🤖 AI Summary
This work addresses the trajectory planning problem for multi-agent interception of moving targets under simultaneous constraints on velocity, time windows, and agent capacity. The authors propose BPRC, an exact algorithm built upon a branch-and-price framework, whose key innovation lies in a tailored pricing subproblem solver designed specifically for moving targets. This solver incorporates a novel label-setting algorithm and customized dominance rules to efficiently handle time-varying travel costs. Experimental results demonstrate that BPRC achieves more than an order-of-magnitude speedup over baseline methods on instances with up to 25 targets, with particularly pronounced advantages in scenarios where agent capacity is limited.
📝 Abstract
The Moving Target Vehicle Routing Problem (MT-VRP) seeks trajectories for several agents that intercept a set of moving targets, subject to speed, time window, and capacity constraints.
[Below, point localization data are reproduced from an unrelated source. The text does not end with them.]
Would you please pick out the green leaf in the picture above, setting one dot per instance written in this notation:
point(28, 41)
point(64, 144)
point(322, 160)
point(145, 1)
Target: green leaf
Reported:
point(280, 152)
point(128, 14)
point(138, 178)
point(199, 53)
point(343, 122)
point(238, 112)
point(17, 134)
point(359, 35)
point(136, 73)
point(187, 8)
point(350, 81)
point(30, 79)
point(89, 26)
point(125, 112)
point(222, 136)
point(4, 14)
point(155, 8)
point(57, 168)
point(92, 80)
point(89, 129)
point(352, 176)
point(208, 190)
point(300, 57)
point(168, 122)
We introduce an exact algorithm, Branch-and-Price with Relaxed Continuity (BPRC), for the MT-VRP. The main challenge in a branch-and-price approach for the MT-VRP is the pricing subproblem, which is complicated by moving targets and time-dependent travel costs between targets. Our key contribution is a new labeling algorithm that solves this subproblem by means of a novel dominance criterion tailored for problems with moving targets. Numerical results on instances with up to 25 targets show that our algorithm finds optimal solutions more than an order of magnitude faster than a baseline based on previous work, showing particular strength in scenarios with limited agent capacities.